Канцлер вздохнул и помрачнел еще больше, если такое вообще было возможно.
– Какое несчастье! Какое несчастье! – покачал он головой. – Неужели подозревается злой умысел?
– Иначе меня здесь не было бы, – развел я руками. – Придется либо подтвердить факт постороннего вмешательства, либо опровергнуть его.
Опасаясь слухов, епископ Вим не сообщил об истинном состоянии племянника даже руководству университета. Все полагали, что дело в банальном для школяров с факультета тайных искусств истощении эфирного тела.
Канцлер нахмурился, но уточнить, что имелось в виду под «посторонним вмешательством», не успел. Дверь без стука распахнулась, и к нам присоединился высокий и плечистый лектор, чья мантия была скроена столь искусно, что не просто скрадывала очертания уже наметившегося животика, но и превращала сорокалетнего господина в подтянутого атлета. В темной шевелюре не виднелось ни одного седого волоса, щеки были гладко выбриты, на левом виске, добавляя загадочности, белела тонкая нить шрама. Лектора не портил даже излишне мясистый нос. Уверен, дамы от него без ума…

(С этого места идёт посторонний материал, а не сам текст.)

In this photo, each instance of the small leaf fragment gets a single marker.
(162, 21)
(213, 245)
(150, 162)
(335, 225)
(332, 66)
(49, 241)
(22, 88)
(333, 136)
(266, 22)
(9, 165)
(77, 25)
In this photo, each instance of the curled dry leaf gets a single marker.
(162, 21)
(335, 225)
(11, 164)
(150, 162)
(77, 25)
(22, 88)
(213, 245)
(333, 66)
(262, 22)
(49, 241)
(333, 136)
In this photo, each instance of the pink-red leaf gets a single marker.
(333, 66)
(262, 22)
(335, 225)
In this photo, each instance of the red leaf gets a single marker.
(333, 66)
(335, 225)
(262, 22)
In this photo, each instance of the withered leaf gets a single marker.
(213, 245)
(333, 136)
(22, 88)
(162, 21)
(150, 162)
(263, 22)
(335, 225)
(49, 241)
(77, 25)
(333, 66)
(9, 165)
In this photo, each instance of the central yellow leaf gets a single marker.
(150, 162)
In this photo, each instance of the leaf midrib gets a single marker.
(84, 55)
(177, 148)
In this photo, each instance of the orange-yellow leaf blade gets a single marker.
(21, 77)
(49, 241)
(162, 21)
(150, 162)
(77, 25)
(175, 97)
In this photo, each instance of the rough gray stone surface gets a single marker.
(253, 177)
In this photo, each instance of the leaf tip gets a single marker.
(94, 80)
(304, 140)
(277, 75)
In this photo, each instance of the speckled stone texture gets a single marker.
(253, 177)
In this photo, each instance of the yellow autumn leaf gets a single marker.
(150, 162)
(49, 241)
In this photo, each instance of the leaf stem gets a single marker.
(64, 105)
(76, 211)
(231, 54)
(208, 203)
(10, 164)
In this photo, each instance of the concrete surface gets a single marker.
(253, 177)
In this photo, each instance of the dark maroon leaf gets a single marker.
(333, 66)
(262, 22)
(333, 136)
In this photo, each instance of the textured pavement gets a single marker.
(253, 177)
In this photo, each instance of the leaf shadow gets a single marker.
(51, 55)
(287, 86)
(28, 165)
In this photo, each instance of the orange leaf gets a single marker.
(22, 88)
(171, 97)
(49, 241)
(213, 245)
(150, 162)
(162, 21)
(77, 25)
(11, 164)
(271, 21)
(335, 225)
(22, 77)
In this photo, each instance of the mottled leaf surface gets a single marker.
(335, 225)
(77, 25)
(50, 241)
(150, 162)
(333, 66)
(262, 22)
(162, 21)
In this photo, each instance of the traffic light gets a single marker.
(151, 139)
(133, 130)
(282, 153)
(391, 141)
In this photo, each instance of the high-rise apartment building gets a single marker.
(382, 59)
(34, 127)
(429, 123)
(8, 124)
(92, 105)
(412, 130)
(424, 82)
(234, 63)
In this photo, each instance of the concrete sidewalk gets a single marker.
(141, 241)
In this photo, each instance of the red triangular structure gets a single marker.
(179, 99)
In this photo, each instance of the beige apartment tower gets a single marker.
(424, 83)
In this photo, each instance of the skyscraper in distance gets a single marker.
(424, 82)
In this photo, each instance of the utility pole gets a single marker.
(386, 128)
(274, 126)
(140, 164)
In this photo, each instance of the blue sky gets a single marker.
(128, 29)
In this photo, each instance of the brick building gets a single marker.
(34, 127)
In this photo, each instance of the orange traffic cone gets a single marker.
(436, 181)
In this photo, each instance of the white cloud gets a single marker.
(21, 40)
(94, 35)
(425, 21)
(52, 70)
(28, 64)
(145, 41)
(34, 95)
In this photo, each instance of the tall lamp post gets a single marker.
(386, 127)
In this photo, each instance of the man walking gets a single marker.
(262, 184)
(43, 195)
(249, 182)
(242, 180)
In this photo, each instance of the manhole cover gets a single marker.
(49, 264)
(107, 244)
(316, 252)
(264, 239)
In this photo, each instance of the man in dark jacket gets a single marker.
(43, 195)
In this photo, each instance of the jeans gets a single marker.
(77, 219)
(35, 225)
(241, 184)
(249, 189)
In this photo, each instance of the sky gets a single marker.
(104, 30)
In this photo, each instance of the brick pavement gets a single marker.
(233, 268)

Лицо канцлера разгладилось, и он с облегчением выдохнул:
– Клос! – Тут же закашлялся и согнулся, но быстро выпрямился и объявил: – Мэтр Келер – декан факультета тайных искусств. Магистр вон Черен…
– Просто Филипп, – воспользовался я заминкой. – Ваш новый лектор.
– Очень приятно, – улыбнулся декан и протянул руку, а затем негромко добавил: – Я в курсе предыстории вашего назначения, магистр.
Голос у него оказался мягким и бархатистым, рукопожатие – уверенным, но без лишней резкости. Умелый политик? Не удивлюсь, если метит в кресло канцлера.
Впрочем, я не стал забивать голову догадками и приступил к делу:
– Сеньоры, предлагаю не тратить время попусту и сразу…
Договорить мне не дали. Канцлер откашлялся и напомнил:
– Простите, магистр! Вы говорили о постороннем вмешательстве. Что имелось в виду?
Я развел руками:
– Судя по некоторым косвенным признакам, в суть которых вдаваться не вправе, истощение эфирного тела могло быть вызвано не излишним усердием в учебе, а магическим противостоянием.
Канцлер и декан переглянулись, и последний неуверенно покачал головой:
– Ральфа все любили…
– Об этом мы еще поговорим, – уклончиво заметил я, в открытую не ставя под сомнение услышанное, – но не стоит забывать и о возможности, что истинной целью был не молодой человек, а его дядя. Быть может, кто-то хотел досадить епископу? Как я слышал, обстановка в провинции несколько напряжена…
– Да она в любой момент может взорваться! – резко бросил канцлер и достал из ящика стола пузатую бутыль. – Как только умрет граф, так все и завертится!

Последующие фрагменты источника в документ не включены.